His answer surprised her. “Professor Yunus said he hoped to have a chance to ask every child in the world, ‘What do you want the world to be?’” Nunes remembers. “He believes that if a child can be asked the same question regularly, this child will grow up to be a more caring person, because he will think more about how everything he does will impact the world and the people around him.”
What Yunus had said aligned almost perfectly with the way Nunes’s father had raised her, through his repeated queries into her views on happiness and goodness. She left Bangladesh feeling inspired. Since then, decisions around Nunes’s career and relationships have been shaped by an amalgamation of the two men’s unconventionally dispatched advice.
Walking the talk
Three years later, Nunes quit her job at P&G. Although she had been promoted to senior brand manager in the same year, she felt like it was now or never to apply her well-honed business skills to social enterprises.
Nunes began working at Grana, a Hong Kong-based sustainable fashion company. She started off as the executive assistant to the CEO, in 2017, but was soon promoted to Hong Kong market lead. Two years later, Nunes accepted a role at Dream Impact, a Hong Kong company offering affordable coworking spaces to social enterprises and impact ventures. As chief of strategy and growth, Nunes helped transform Dream Impact into a community of over 80 organisations focused on education, poverty alleviation, and inclusion.
These days, Nunes is a director at The Mills Fabrica, an innovation accelerator in Hong Kong.
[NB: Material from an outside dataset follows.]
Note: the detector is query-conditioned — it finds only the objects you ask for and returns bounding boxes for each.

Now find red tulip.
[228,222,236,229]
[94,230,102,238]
Her team manages an investment fund that supports textile technology (dubbed ‘techstyle’ – an intersection of technology and lifestyle) and agri-food start-ups striving to make their respective industries more sustainable.
“I have knowledge and experience in formulating business models, strategy, marketing, research and consumer insights, which allows me to provide better support and advice for the growth of these startups,” Nunes says.“We fund initiatives like natural dye that doesn’t contain pollutants, or consumes less water.”
Nunes finally feels like she’s on the right track: “Once these projects are implemented [on an industrial level], they will have a huge impact on the environment and society.”
Looking ahead, Nunes hopes to nurture future generations of purpose-led leaders. She also wants to introduce more sustainability led innovations into corporations. Nunes’s dad isn’t alive to see her achievements having died about a decade ago, but now in her early 30s, Nunes remains incredibly grateful for his influence in her life. She feels like she’s finally figured out the answer to what makes her a good person, and this is what makes her happy.
“Being a good person is, in short, compassion,” she explains. “To have enough empathy to feel the needs of the environment, communities, society and individuals. Then you need to develop the right mindset, experience and connections to allocate resources in a meaningful way – and thereby help solve the complex challenges they face.”